Dans son jugement du 16 janvier 2008, le tribunal correctionnel de Paris a condamné Total SA, le quatrième groupe pétrolier mondial, à une amende de 375 000 euros, sanction maximale pour pollution maritime, en réparation du « préjudice écologique » provoqué par le naufrage de l’Erika.
C’est la première fois qu’en France, un tribunal rend un jugement qui tienne compte des dommages environnementaux. Ce jugement pourrait établir un précédent juridique de poursuites entamées à l’encontre d’entreprises ou de personnes pour catastrophe écologiques majeurs.
Le droit maritime international exclut généralement la responsabilité des affréteurs. Cependant, le tribunal a jugé que l’affréteur était uniquement la filiale de Total, Total Transport, qui a été relaxée. Pour sa part, Total SA a été jugée coupable de faute d’imprudence lors de sa procédure d’inspection et de contrôle.
Cette « négligence » a eu un rôle causal dans le naufrage et a donc provoqué l’accident, a déclaré le juge Jean-Baptiste Parlos. L’armateur italien de l’Erika, Guiseppe Saverese, et son gestionnaire italien Antonio Pollara ont également été jugés responsables et condamnés à 75 000 euros d’amende chacun, la sanction maximale pour des personnes physiques.
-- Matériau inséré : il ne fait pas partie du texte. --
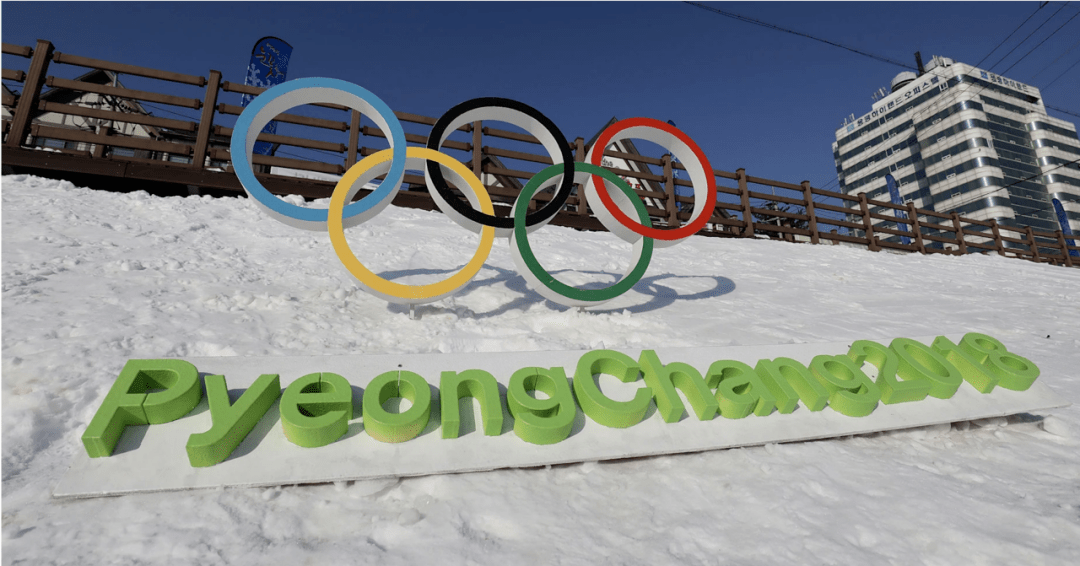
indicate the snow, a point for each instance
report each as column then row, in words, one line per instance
column 92, row 279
D’après le tribunal, les deux hommes ont commis une faute en réduisant les travaux d’entretien de l’Erika pour économiser de l’argent, malgré l’importante corrosion des structures du navire.
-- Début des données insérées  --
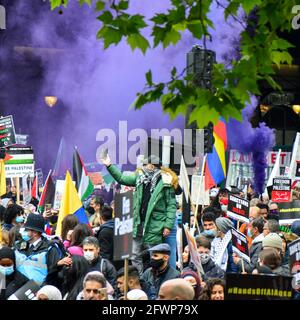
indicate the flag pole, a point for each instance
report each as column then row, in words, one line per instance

L'organisme de contrôle maritime italien Rina, que les juges ont condamné pour avoir donné son certificat de navigabilité à l'Erika sans avoir procédé aux contrôles nécessaires « sous la pression de contraintes commerciales », doit également s’acquitter de l’amende maximale pour une entreprise, 175 000 euros.
Les quatre parties doivent également payer près de 200 millions de dommages et intérêts pour la centaine de parties civiles impliquées dans l’affaire, notamment l’Etat français, les régions, les groupes de protection de l’environnement comme Greenpeace, les pêcheurs et les hôteliers.
Onze autres parties accusées, notamment Karun Mathur, capitaine indien du navire et Bertrand Thouillin, ancien chef de la sécurité chez Total, ont été relaxés. Les accusations de « mise en danger de la vie d’autrui », qui auraient pu entraîner des peines de prison, ont toutes été abandonnées.
L’affaire n’est cependant pas terminée, Total et les autres parties condamnées disposent encore de dix jours pour faire appel de la décision. Une telle initiative entraînerait une suspension des sanctions et un nouveau procès d’ici un an environ.